Mark Zuckerberg will be a household name even in homes without computers. He is very young and could be the symbol of capitalism but seems to be straddling that line that wants to endorse the collectivist notion that we all owe success to the sidewalks and traffic lights. Of course the collectivism argument is harder since none of his 800 million plus users is getting in on the Facebook IPO unless they are deep-pocketed investors with accounts at evil Wall Street firms. Nonetheless, this could be a seminal moment if Zuckerberg took the initiative. He could sing praises for capitalism, perhaps unleash a much needed wave of embrace among the twenty-something set.
Socialism v Capitalism
Pew Research has just released a fascinating survey on our attitudes about socialism and capitalism. The good news is we are generally repulsed by the word unless we're 29 and younger or Black or Hispanic. This is what 2012 is all about and capitalism needs...

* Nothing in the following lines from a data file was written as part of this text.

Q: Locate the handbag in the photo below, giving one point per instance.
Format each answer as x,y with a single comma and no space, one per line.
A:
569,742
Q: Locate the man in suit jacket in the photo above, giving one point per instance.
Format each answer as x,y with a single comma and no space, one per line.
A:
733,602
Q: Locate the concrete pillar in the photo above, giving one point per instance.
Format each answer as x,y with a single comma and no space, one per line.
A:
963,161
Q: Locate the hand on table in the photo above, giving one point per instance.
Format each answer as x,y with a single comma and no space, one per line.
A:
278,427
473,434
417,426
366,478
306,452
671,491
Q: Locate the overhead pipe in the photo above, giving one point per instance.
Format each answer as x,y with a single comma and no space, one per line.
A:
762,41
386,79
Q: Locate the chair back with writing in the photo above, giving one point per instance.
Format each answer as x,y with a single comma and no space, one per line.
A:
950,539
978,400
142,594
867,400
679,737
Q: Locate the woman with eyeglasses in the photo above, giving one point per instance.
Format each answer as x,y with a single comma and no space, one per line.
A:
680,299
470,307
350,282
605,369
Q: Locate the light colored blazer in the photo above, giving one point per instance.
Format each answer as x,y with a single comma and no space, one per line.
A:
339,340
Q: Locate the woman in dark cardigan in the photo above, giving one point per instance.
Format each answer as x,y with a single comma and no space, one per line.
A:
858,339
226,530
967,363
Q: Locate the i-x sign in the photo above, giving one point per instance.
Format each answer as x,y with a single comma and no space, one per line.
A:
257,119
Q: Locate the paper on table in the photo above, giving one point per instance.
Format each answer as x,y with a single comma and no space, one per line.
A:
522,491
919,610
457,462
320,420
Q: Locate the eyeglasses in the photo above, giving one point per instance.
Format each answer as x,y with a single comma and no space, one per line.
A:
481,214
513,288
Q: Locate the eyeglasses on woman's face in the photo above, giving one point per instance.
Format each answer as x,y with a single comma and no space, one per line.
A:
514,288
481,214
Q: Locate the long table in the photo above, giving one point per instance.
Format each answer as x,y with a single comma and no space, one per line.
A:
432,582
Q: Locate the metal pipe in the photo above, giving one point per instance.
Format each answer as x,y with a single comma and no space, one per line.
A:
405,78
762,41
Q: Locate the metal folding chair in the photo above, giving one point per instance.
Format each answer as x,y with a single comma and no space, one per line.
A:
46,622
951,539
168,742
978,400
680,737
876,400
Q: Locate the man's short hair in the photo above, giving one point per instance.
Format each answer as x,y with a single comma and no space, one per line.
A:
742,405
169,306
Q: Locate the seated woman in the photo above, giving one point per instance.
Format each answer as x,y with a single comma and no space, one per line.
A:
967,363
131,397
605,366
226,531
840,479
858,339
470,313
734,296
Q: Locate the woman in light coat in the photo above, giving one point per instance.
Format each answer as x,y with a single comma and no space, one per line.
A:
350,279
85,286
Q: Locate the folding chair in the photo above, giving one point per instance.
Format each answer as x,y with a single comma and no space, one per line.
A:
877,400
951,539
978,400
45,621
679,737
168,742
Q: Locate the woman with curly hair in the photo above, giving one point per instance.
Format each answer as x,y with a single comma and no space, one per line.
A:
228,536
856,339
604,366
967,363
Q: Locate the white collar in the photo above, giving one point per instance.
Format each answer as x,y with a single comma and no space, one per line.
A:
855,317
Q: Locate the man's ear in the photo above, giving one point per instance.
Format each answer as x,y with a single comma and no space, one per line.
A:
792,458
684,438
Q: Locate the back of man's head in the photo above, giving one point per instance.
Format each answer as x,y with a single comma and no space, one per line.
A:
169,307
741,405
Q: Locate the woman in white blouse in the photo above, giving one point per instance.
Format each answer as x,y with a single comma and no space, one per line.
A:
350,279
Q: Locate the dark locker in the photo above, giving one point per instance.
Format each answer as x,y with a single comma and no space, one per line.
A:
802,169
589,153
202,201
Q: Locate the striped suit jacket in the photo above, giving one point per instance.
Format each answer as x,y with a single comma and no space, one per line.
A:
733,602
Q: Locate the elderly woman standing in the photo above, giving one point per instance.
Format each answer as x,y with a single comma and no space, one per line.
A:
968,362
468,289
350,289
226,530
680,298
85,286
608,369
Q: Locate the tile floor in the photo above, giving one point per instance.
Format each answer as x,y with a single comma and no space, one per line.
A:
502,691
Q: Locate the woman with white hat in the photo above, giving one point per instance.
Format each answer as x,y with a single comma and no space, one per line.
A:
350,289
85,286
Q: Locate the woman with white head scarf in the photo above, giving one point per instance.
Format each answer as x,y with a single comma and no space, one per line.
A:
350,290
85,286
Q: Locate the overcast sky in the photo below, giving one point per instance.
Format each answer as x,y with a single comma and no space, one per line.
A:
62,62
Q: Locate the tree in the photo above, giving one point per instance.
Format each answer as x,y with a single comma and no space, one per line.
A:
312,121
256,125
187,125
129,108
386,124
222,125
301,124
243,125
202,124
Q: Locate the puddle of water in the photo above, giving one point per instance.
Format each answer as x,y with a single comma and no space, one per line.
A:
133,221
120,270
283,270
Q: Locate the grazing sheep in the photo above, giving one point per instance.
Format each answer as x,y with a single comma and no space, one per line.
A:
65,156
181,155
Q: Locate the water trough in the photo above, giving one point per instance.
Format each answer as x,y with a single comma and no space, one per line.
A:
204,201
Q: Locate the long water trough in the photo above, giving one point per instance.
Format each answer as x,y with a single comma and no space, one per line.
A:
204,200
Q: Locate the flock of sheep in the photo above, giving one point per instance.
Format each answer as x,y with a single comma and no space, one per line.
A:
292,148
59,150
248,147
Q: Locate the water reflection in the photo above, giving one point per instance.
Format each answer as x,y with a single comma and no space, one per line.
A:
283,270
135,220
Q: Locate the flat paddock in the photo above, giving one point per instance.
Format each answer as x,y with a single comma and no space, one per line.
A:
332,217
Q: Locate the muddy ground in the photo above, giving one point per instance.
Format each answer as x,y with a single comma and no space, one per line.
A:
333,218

...and this is where we need young heroes to step up and sing the praise while they cash the checks. Mark Zuckerberg is worth more than all the players in the NBA - ever ... combined! He must feel great even if he doesn't care about the money, but the things it can do for mankind. Right now the stock market has found a way to rally on subpar or mediocre news, but there has to be a bona-fide cheerleader for the idea of pulling one's self by the bootstraps. It's wonderful to have an idea or push an idea and turn it into something magnificent. And I'm not talking about a $100.0 billion company, but the local bodega where the owner keeps it spotless and beams with pride when customers approach the counter with a carton of milk.
By the way, many are wondering if officially becoming a billionaire will change Mark Zuckerberg. He serves two constituents now, the young I-hate-money-and-profits crowd, along with investors that want the company to succeed so they can have an easier retirement.
I think he is an ideologue but also loves power which might change him more than the actual cash.
Jobs Look Hopeful
By Carlos Guillen
So far data from the jobs market continues to demonstrate that the employment situation is slowly improving. According to the Labor Department, initial claims during the week ended January 28 totaled 367K, which decreased from the 379K revised figure reported for the prior week and landed below the Street's estimate of 375K. The four-week moving average of insured unemployment for the week ended January 21 totaled 3,528K, representing a decrease of 43.0K week to week. It is becoming apparent that companies are slowing down in their workforce reductions, with some exceptions of course, like that of American Air lines set to lay off 13,000 employees, but the jobs situation is becoming a bit more hopeful and heading in the right direction.
By David Urani
The Challenger Gray & Christmas layoff report says there were 53,486 planned layoffs in January, spiking up from 41,785 in December, and the highest in four months. The first thing to note is that layoffs tend to spike higher in January, which is typically the worst month. Yet, last January there were just 38,519 layoffs and the overall picture for the past several months has looked worse than a year ago. Retail store closings and banker layoffs were the main drivers of the increase.